Fundraising figures for the U.S. House race can be found here.
Democrat-backed independent candidate Al Gross outraised incumbent Republican Sen. Dan Sullivan for the third quarter in a row, though Sullivan still holds a sizeable cash advantage with 109 days to the general election.
Gross raised $1.63 million between April 1 and June 30, according to fundraising reports filed with the Federal Election Commission on Wednesday, while Sullivan raised $1.22 million during that same period. Gross has received a fresh round of attention from national groups as polling has put the relatively unknown candidate in a favorable position heading into election day.
The $1.63 million haul by Gross marks the highest single-quarter fundraising for a Democrat-backed candidate in Alaska races, outpacing any quarter reported by former U.S. Sen. Mark Begich during the 2014 election. Sullivan raised $2 million during the third quarter of the 2014 election, laying claim the highest-ever single quarter.
Gross’ campaign was quick to boast the numbers.

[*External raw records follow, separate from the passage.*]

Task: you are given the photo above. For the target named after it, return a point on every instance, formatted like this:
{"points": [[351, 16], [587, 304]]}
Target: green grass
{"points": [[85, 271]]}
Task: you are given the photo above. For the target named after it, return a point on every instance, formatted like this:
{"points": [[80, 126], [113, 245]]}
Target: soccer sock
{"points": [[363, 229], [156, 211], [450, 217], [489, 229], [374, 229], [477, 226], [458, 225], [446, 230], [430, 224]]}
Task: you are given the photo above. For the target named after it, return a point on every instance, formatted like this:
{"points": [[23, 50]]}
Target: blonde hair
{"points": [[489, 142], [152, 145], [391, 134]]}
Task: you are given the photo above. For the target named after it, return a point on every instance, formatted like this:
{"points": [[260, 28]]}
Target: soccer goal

“We’re building a movement in Alaska to bring an independent voice to Washington, and I’m proud of the support our movement has drawn from all over Alaska,” Gross said in a prepared statement. “Alaskans are fed up with the mindless partisan politics of the past. They can see through the thinly veiled influence of special interests in our election system. More than half of all contributions we received this quarter were under $100—illustrating the grassroots support and popular momentum propelling this campaign.”
Sullivan still holds a massive cash advantage with $6.9 million raised during the cycle thanks to a three-quarter head start on Gross and has $5.3 million in the bank. Gross has raised a total of $4.58 million and has $3.2 million in the bank.
Recently released polling conducted by Public Policy Polling put Gross five points behind Sullivan, with the race standing at 39-34 (though, as we must always point out, polling in Alaska is difficult). Public Policy Polling noted that there’s reason for Gross to have optimism in the numbers: Sullivan has a slightly negative approval rating (net -2) and while Gross is unknown with 72% of voters, he holds a commanding lead for those who do know him.
“Among the voters who are familiar enough with him to have an opinion he actually leads Sullivan 56-36, suggesting that if he has the funds necessary to become well known in the state he will have a good chance at making it a top tier race,” wrote Public Policy Polling in its assessment of the race.
Gross has personally contributed a sizable chunk of money to his campaign during the entire election cycle ($721,420) but a vast majority has come from individual contributions ($3.75 million). He has taken relatively little from PACs at $119,560 for the duration of the campaign.
Sullivan, who kicked off his campaign last weekend (garnering national headlines for all the wrong reasons), hasn’t given any money to his campaign but has received far more support from PACs than Gross.
PAC contributions account for $1.9 million of Sullivan’s overall fundraising (with many coming from corporate PACs like Walmart, VISA, UPS, FedEx and ExxonMobil), with $216,700 coming during the most recent reporting period. Sullivan’s received a running total of $5 million from individuals.